Asset Protection For Life

Blog-Image-01

I’ve always been a big believer in the concept that life is very simple if you allow it to be. I think the same holds true with Asset Protection. So long as you do a little bit of planning, you can receive a very high level of Asset Protection with very little work.

Here’s an example:

The other day I had a client – just call him M.–give me a call.

It seems he had messed up his taxes for the last few years and was going to owe about four or five hundred thousand dollars to the IRS.

Even though it was a relatively large amount, he had a great attitude about the whole thing. He knew he messed up; he knew he owed it; and he wanted to pay it off, but he wanted to do it under his terms, not the IRS’s.

At that point I inquired as to what, if any, planning he had engaged in before incurring the tax debt. He pretty much said that everything would have to be scrapped and started over from scratch (he bought a fancy package from a guy called Bill Reed) . . . in short, he had no protection.

Now there was a slight twist to his situation.

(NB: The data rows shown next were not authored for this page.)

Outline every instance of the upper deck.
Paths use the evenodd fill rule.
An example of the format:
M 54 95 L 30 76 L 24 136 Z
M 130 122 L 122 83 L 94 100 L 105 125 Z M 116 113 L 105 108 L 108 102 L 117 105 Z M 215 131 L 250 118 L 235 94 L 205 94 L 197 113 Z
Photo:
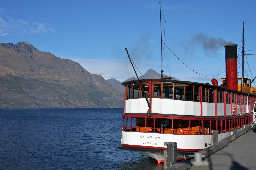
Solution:
M 159 79 L 141 81 L 154 114 L 238 116 L 251 113 L 256 100 L 255 94 L 208 84 Z M 122 84 L 125 86 L 124 113 L 146 114 L 148 106 L 138 81 Z

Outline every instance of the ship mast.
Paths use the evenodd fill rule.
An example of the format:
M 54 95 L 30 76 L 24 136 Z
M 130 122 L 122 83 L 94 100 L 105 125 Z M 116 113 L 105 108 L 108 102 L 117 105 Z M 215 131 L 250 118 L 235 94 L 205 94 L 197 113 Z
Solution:
M 243 45 L 242 46 L 242 70 L 243 70 L 243 76 L 242 76 L 242 78 L 244 79 L 245 78 L 245 46 L 244 43 L 244 22 L 243 22 Z
M 159 2 L 159 9 L 160 11 L 160 31 L 161 34 L 161 75 L 160 79 L 163 78 L 163 59 L 162 52 L 162 25 L 161 23 L 161 3 Z

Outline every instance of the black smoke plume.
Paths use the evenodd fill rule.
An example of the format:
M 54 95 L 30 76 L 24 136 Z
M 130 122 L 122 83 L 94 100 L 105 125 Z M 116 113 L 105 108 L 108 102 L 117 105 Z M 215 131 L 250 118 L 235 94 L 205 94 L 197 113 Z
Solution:
M 224 48 L 225 45 L 235 44 L 231 41 L 227 41 L 221 38 L 216 39 L 202 33 L 192 34 L 191 36 L 193 44 L 197 43 L 201 45 L 204 49 L 212 51 L 215 51 L 220 48 Z

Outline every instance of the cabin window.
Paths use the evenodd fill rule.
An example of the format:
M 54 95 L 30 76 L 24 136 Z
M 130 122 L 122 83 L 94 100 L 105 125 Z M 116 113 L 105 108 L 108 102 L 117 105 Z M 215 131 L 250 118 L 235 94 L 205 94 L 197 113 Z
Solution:
M 229 103 L 229 92 L 226 92 L 226 103 Z
M 240 104 L 240 95 L 239 94 L 237 94 L 237 98 L 236 99 L 237 101 L 237 104 Z
M 184 85 L 174 84 L 174 99 L 184 100 Z
M 195 86 L 194 87 L 194 98 L 195 101 L 199 102 L 200 101 L 199 92 L 200 91 L 200 86 Z
M 148 93 L 148 89 L 149 88 L 149 85 L 148 84 L 142 84 L 142 88 L 143 88 L 143 90 L 144 90 L 144 91 L 145 92 L 145 93 Z M 144 94 L 143 94 L 143 92 L 142 91 L 142 89 L 141 89 L 141 97 L 145 97 L 145 96 L 144 95 Z
M 193 86 L 186 85 L 186 100 L 193 101 Z
M 156 118 L 155 123 L 156 132 L 172 133 L 171 119 Z
M 154 97 L 161 97 L 161 84 L 154 84 L 153 87 Z
M 207 102 L 212 103 L 213 101 L 213 89 L 212 88 L 208 89 L 207 90 L 208 94 L 207 95 Z
M 216 130 L 216 120 L 212 120 L 212 127 L 211 127 L 211 129 L 212 130 Z
M 126 96 L 127 99 L 131 98 L 131 84 L 128 84 L 127 87 L 127 94 Z
M 145 118 L 136 118 L 136 131 L 146 132 Z
M 163 83 L 162 98 L 172 99 L 173 89 L 173 83 Z
M 135 83 L 132 85 L 132 98 L 139 98 L 140 93 L 140 83 Z
M 206 96 L 207 93 L 206 92 L 207 92 L 207 89 L 204 86 L 203 86 L 203 102 L 207 102 L 207 101 L 206 100 Z
M 217 99 L 217 103 L 223 103 L 223 91 L 222 90 L 219 91 L 217 90 L 217 95 L 218 95 L 218 97 Z
M 249 80 L 244 80 L 244 87 L 249 87 Z
M 154 118 L 147 118 L 146 132 L 154 132 Z

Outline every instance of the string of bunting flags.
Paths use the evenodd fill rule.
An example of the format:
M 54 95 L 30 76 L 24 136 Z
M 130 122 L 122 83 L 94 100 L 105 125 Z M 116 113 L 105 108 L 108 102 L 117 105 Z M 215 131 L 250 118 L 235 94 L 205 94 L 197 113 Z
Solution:
M 174 54 L 174 53 L 173 52 L 172 52 L 172 51 L 169 48 L 168 48 L 167 47 L 167 46 L 166 46 L 166 45 L 165 44 L 165 43 L 164 43 L 163 45 L 164 46 L 165 46 L 165 47 L 166 47 L 166 48 L 167 49 L 168 49 L 168 50 L 169 50 L 169 51 L 170 51 L 170 52 L 172 52 L 172 53 L 173 54 L 173 55 L 174 56 L 175 56 L 175 57 L 176 57 L 176 58 L 178 59 L 178 61 L 179 61 L 181 63 L 181 64 L 183 64 L 183 65 L 184 65 L 186 66 L 186 67 L 188 67 L 188 68 L 190 70 L 192 70 L 193 71 L 193 72 L 195 72 L 196 73 L 196 74 L 199 74 L 199 76 L 200 76 L 201 75 L 202 75 L 202 76 L 205 76 L 206 77 L 206 76 L 208 76 L 208 77 L 209 77 L 210 76 L 211 76 L 211 77 L 212 77 L 212 76 L 213 76 L 213 77 L 217 76 L 219 76 L 220 75 L 221 75 L 222 74 L 224 74 L 224 72 L 226 72 L 226 70 L 225 70 L 224 72 L 222 72 L 222 73 L 221 73 L 220 74 L 216 74 L 216 75 L 206 75 L 206 74 L 202 74 L 201 73 L 199 73 L 199 72 L 198 72 L 197 71 L 196 71 L 196 70 L 194 70 L 194 69 L 192 69 L 191 67 L 190 67 L 189 66 L 188 66 L 188 65 L 187 65 L 185 63 L 184 63 L 183 62 L 182 62 L 180 59 L 179 59 L 179 57 L 178 57 L 177 56 L 176 56 Z

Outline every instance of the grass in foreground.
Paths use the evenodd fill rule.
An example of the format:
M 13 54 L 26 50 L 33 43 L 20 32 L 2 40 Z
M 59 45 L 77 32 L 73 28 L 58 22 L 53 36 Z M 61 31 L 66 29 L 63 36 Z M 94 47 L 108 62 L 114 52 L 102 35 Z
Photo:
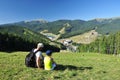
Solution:
M 97 53 L 53 54 L 53 71 L 24 65 L 28 52 L 0 52 L 0 80 L 120 80 L 120 57 Z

His successful aunt cared a great deal about him and was planning to give him $1.8 million when she passed away. In fact, due to her health, the gift is probably mere months away. The challenge is that when he told her about his issues with the IRS, she became very upset and said she didn’t want to leave anything to him if the IRS was going to just take it away.

Bummer.

Let’s pause for a moment and consider 99% of estate plans, flawed estate plans if you will. It doesn’t matter if someone is using a trust, will, or both, they typically provide that their heirs or beneficiaries will be given assets outright. That is to say that little Johnny and little Susie will get the cash, car or home transferred into their name when Mom and Dad pass away. Sure, Mom and Dad might spread out the inheritance where 50% is given at 18 and 50% given at 35 or some similar plan, but in the end, the kids get the assets outright.

That is just stupid.

Why? Because if Johnny or Susie get a judgment against them, the “judgment creditor” has the same rights in Johnny or Susie’s assets that Johnny and Susie do. If Johnny and Susie own the asset outright and are free to do anything with it, then the judgment creditors enjoy the exact same rights, which means the judgment creditors are going to take away those assets, and there is no protection. If Johnny or Susie owe the IRS money and receive a large inheritance, the IRS can get the inheritance.

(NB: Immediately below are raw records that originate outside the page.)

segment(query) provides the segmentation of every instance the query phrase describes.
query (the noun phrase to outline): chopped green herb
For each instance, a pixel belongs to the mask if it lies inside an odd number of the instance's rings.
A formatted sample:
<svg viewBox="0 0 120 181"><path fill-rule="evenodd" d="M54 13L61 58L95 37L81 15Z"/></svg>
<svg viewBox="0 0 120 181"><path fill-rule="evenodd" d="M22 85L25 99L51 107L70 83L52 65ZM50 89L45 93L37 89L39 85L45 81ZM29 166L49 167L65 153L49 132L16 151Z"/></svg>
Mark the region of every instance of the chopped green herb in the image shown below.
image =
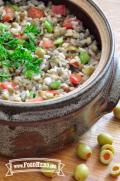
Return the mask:
<svg viewBox="0 0 120 181"><path fill-rule="evenodd" d="M61 86L61 82L60 82L60 81L54 81L54 82L52 82L51 85L50 85L50 87L51 87L52 89L59 89L60 86Z"/></svg>
<svg viewBox="0 0 120 181"><path fill-rule="evenodd" d="M20 10L19 6L17 6L16 4L13 4L11 7L12 7L15 11L19 11L19 10Z"/></svg>
<svg viewBox="0 0 120 181"><path fill-rule="evenodd" d="M28 50L34 52L36 50L36 41L35 37L32 34L28 34L28 39L23 43L23 46Z"/></svg>
<svg viewBox="0 0 120 181"><path fill-rule="evenodd" d="M53 32L53 24L49 20L45 20L44 27L45 27L45 29L47 30L48 33Z"/></svg>
<svg viewBox="0 0 120 181"><path fill-rule="evenodd" d="M13 36L11 33L9 32L4 32L1 36L0 36L0 44L4 44L5 42L8 42L10 40L13 39Z"/></svg>
<svg viewBox="0 0 120 181"><path fill-rule="evenodd" d="M57 38L57 39L54 41L54 44L55 44L56 46L59 46L59 45L62 45L63 42L64 42L63 37L60 37L60 38Z"/></svg>
<svg viewBox="0 0 120 181"><path fill-rule="evenodd" d="M5 72L0 72L0 82L9 79L10 75Z"/></svg>
<svg viewBox="0 0 120 181"><path fill-rule="evenodd" d="M6 30L8 30L8 26L0 23L0 34L4 33Z"/></svg>
<svg viewBox="0 0 120 181"><path fill-rule="evenodd" d="M0 45L0 61L6 60L8 57L7 50L3 45Z"/></svg>
<svg viewBox="0 0 120 181"><path fill-rule="evenodd" d="M80 53L80 61L82 64L88 64L90 61L90 55L86 51Z"/></svg>

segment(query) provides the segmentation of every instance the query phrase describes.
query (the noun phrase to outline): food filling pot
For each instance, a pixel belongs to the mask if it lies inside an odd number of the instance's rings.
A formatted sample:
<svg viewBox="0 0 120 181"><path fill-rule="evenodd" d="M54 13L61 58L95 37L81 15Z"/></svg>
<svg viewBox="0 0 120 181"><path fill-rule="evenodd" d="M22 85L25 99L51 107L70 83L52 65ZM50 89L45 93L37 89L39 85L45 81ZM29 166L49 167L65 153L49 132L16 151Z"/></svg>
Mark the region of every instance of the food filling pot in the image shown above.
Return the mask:
<svg viewBox="0 0 120 181"><path fill-rule="evenodd" d="M65 4L84 22L99 42L101 60L82 86L60 98L41 103L0 100L0 153L6 156L41 156L63 149L112 111L120 98L120 60L103 12L92 0L52 2Z"/></svg>

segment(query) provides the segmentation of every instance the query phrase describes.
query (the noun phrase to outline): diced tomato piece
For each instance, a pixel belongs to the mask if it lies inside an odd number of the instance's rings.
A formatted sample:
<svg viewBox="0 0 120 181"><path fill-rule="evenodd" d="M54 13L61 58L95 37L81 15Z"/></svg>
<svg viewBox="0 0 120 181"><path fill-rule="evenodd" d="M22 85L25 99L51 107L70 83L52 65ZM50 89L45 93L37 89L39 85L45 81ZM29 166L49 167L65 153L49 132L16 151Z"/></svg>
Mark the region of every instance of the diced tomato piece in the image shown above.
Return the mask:
<svg viewBox="0 0 120 181"><path fill-rule="evenodd" d="M65 16L67 13L65 5L53 5L52 6L52 12L55 14L60 14Z"/></svg>
<svg viewBox="0 0 120 181"><path fill-rule="evenodd" d="M44 11L39 9L39 8L36 8L36 7L30 7L28 9L28 16L35 19L35 18L42 18L44 17Z"/></svg>
<svg viewBox="0 0 120 181"><path fill-rule="evenodd" d="M80 23L80 20L67 17L63 22L63 27L65 27L66 29L74 29L73 22Z"/></svg>
<svg viewBox="0 0 120 181"><path fill-rule="evenodd" d="M42 46L46 49L49 49L54 47L54 43L52 40L45 40L43 41Z"/></svg>
<svg viewBox="0 0 120 181"><path fill-rule="evenodd" d="M10 22L14 19L14 10L11 7L5 7L5 15L2 17L4 22Z"/></svg>
<svg viewBox="0 0 120 181"><path fill-rule="evenodd" d="M70 88L67 85L63 85L61 86L61 88L65 91L65 92L70 92Z"/></svg>
<svg viewBox="0 0 120 181"><path fill-rule="evenodd" d="M78 85L82 81L82 76L80 74L71 74L70 75L70 82L73 85Z"/></svg>
<svg viewBox="0 0 120 181"><path fill-rule="evenodd" d="M37 98L28 100L28 102L43 102L43 101L44 99L42 97L37 97Z"/></svg>
<svg viewBox="0 0 120 181"><path fill-rule="evenodd" d="M79 67L79 62L73 62L72 60L69 63L70 65L72 65L74 68L78 68Z"/></svg>
<svg viewBox="0 0 120 181"><path fill-rule="evenodd" d="M9 86L12 86L14 89L17 88L17 85L13 84L12 82L0 82L1 89L8 89Z"/></svg>
<svg viewBox="0 0 120 181"><path fill-rule="evenodd" d="M58 95L58 91L56 91L56 90L49 90L47 92L49 92L49 93L51 93L53 95Z"/></svg>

Lets get a bit personal and talk about divorce. If you inherit a few million dollars and just so happen to be married to a predatory spouse, what is going to happen in divorce? If instead the money is set up in a trust, how much is the ex-love of your life going to receive?

Let’s go back to M. If his aunt leaves him $1.8 million outright, in hard, cold cash, and the IRS has a lien against him for $500,000, guess who is paid first? Yep, the IRS.